*list*

# Statistics and Data Science: A Modeling Approach

## 7.3 Generating Predictions From the Model

### Predicting Future Observations

Now that you have fit the **Sex** model, you can use your estimates to make predictions about future observations. Doing this requires you to use your model as a function. Think of a function like a machine: you put something in, you get something out. In this case, you will put in a value (e.g., “female”) for your explanatory variable (**Sex**), and get out a predicted thumb length.

We can think about how use the **TinySex.model** as a function. Recall that our model, once fit, looked like this:

\[Y_{i}=59+6X_{i}+e_{i}\]

To turn this into a function, we remove the error term. If our goal is to model the variation, we want the error term there. But if our goal is to predict, we are going to ignore error and just do our best! We also change the \(Y_{i}\) to \(\hat{Y}_{i}\), which indicates a predicted score for person *i*. Our prediction function, then, looks like this:

\[\hat{Y}_{i}=59+6X_{i}\]

We leave out the error term because every person will have a different error term. If we knew their error, we could predict their score exactly. But since we don’t—because remember, we are predicting a new observation—all we can do is predict their score based on their sex.

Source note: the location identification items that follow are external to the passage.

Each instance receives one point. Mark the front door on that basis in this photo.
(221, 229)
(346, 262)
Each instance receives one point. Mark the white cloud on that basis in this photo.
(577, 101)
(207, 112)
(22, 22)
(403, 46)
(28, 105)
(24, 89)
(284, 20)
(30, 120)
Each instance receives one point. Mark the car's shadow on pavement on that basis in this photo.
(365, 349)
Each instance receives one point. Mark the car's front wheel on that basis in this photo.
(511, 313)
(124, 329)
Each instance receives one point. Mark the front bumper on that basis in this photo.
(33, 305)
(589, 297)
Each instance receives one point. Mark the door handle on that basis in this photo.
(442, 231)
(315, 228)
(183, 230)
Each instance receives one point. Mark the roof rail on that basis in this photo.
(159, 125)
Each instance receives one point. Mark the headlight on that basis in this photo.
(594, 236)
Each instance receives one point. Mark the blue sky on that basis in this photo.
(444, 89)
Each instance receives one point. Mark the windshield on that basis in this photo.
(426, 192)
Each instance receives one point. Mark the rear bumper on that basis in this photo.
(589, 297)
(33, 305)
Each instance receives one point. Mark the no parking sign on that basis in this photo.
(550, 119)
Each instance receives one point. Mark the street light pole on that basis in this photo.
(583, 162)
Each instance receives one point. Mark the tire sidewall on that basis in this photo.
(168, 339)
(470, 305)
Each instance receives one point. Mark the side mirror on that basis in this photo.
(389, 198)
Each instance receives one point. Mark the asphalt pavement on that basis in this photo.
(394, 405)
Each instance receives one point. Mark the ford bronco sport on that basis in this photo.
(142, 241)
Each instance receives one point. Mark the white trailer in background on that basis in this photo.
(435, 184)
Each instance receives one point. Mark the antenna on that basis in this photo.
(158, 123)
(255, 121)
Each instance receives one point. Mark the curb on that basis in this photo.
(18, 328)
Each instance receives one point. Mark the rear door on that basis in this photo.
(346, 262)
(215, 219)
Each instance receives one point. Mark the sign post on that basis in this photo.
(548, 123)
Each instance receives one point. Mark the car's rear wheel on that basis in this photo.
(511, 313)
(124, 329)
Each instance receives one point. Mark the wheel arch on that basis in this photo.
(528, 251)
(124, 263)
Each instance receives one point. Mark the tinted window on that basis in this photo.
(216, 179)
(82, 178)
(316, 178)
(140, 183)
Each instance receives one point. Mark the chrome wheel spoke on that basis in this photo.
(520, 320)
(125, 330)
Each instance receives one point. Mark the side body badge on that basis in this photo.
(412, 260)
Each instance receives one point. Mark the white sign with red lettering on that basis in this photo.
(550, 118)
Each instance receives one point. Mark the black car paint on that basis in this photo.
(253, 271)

This prediction function is straightforward to use. If we want to predict what the next observed thumb length will be, we can see that if the next student sampled is female, their predicted thumb length is 59. If they are male, the prediction is (59 + 6), or 65.

### Using R to Predict Future Observations

If the numbers are easy to add or subtract, it’s not that hard to do this in your head. But of course, we won’t always want to do it in our heads for more complex models.

We have a couple of new R functions that you can use make it easier to generate a prediction: `b0()`

and `b1()`

. Run the three lines of R code in the window below and see if you can figure out what these new functions do.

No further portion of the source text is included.